В новое время положительное отношение к диаспоре было присуще, например, Семену Дубнову. Дубнов не рассматривал ее в негативном свете, а видел в ней естественное и органическое развитие человеческой истории. Он замечал, что еще во время владения Землей Израилевой евреи основывали другие центры – в Вавилонии, Египте, а впоследствии по всему греческому миру. Тем самым, они прокладывали путь другим народам, переходя от земли и государства к наднациональному существованию в мультиэтнических сообществах[39].
32
Письмо в «Таймс» от президентов Комиссии депутатов и Англо-еврейской ассоциации, 24 мая 1917 года.
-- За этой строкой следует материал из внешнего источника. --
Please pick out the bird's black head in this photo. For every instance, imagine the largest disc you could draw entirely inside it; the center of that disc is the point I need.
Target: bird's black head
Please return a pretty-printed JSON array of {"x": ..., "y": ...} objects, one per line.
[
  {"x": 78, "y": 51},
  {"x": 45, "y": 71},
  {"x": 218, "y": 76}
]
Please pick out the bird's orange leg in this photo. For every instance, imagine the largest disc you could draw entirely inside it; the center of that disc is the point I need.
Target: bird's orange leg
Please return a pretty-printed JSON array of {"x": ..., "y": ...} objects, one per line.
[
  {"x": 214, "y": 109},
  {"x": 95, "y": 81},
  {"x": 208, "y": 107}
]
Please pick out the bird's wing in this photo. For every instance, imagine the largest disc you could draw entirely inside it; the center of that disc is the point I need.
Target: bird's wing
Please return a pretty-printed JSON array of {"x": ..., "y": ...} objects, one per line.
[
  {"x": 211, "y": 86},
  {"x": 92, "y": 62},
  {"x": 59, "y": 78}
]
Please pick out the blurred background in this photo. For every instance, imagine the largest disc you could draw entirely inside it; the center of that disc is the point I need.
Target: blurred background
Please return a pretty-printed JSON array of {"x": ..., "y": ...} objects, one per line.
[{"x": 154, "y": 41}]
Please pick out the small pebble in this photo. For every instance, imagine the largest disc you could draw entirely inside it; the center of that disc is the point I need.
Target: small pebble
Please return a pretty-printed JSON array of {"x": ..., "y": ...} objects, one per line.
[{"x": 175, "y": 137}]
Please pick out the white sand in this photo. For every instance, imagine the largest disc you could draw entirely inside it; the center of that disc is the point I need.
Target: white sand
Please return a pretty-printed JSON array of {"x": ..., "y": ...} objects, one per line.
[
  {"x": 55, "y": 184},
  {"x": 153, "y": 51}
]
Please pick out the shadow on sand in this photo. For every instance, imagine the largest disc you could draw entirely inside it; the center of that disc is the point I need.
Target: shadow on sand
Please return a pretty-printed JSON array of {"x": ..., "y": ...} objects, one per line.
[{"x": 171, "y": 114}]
См. текст в: Mendes-Flohr & Reinharz, The Jew in the Modern World, 580-581.
33
См. полный текст ibid., 582.
34
Мишна, Авот 6:2. См. Montefiore & Loewe, eds., A Rabbinic Anthology, 128. Более общие размышления об индивидуализме см. в: Louis Jacobs, Religion and the Individual: A Jewish Perspective (Cambridge, 1992).
35
Мишна, Санхедрин 8:6.
36
Вавилонский Талмуд, Песахим 876.
37
См. тексты, цитируемые в: N. R. М. De Lange, "Jewish Attitudes to the Roman Empire,” 276-281.
38
Ignaz Maybaum, The Faith of the Jewish Diaspora (London, 1962), 181; см. его книгу The Jewish Mission (London, [1949]), 74. См. также Nicholas de Lange, "Ignaz Maybaum and his Attitude to Zionism,” in Tradition, Transition and Transmission: Jubilee Volume in Honor of Dr I. O. Lehma
39
См. Sophie Dubnov-Erlich, The Life and Work of S. M. Dubnov, tr. J. Vowles (Bloomington, IN, 1991), 17-18.